New FM Channels in Ranchi & Jamshedpur

NAVTAN KUMAR Ranchi, Nov. 9:
Good news for the people of Ranchi and Jamshedpur: the All India Radio (AIR) has decided to give four FM channels, to be run by private agencies, to each of the cities. Official sources said the Union ministry of information and broadcasting has invited tenders, the last date for which was November 7. Three parties have applied and a decision will be taken soon, added sources.
The tenders were floated as part of the Union ministry's massive expansion plan of the FM radio broadcasting services. According to the plan, the government intends to allocate 338 channels to private parties in 91 cities across the country. The operations will, however, be restricted to entertainment-based programmes. The four channels will be in addition to the existing FM channel (103.3 MHz) in Ranchi, which mainly broadcasts Vividh Bharati programmes.
An official said: "The expansion plan was mooted after the Prasar Bharati decided radio culture is on the revival path in India. FMs are popular and have become a part of life in the bigger cities. They air melodious songs and also provide local information, trains, bus or flights timings, forecasts weather, traffic situation and other such things"
So far, FM is yet to hit Jharkhand "in the true sense", he pointed out, as only limited time is allotted for local stations. However, the official noted, the audience research wing is trying to make the existing slots more lively and entertaining.

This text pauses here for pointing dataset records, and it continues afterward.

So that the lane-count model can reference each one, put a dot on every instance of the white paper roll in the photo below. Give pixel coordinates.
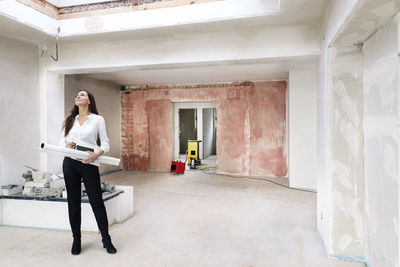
(69, 152)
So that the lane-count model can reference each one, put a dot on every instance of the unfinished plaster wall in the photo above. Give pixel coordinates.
(19, 109)
(381, 113)
(303, 129)
(147, 140)
(107, 96)
(347, 181)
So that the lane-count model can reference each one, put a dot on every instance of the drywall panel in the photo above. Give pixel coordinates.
(336, 12)
(346, 151)
(303, 129)
(19, 109)
(107, 97)
(381, 113)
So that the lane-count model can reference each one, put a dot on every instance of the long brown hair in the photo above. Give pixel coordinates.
(69, 121)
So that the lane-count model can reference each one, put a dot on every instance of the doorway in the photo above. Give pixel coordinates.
(195, 121)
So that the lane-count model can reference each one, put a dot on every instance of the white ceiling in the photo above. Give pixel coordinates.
(292, 12)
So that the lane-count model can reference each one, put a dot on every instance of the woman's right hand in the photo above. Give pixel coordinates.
(70, 145)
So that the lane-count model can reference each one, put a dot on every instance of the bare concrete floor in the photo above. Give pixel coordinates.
(195, 219)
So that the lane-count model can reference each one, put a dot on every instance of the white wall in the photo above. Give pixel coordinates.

"We have already introduced programmes on the existing FM channel. We are also in the process of selecting good anchors. Our main target is young people in the age group of 18 to 35," the official pointed out. Sources said Firayalal - a famous departmental store in the capital - and Radio Sheetal has applied for the Ranchi tenders.
Interestingly, the ministry had invited tenders two years ago, but did not get any response.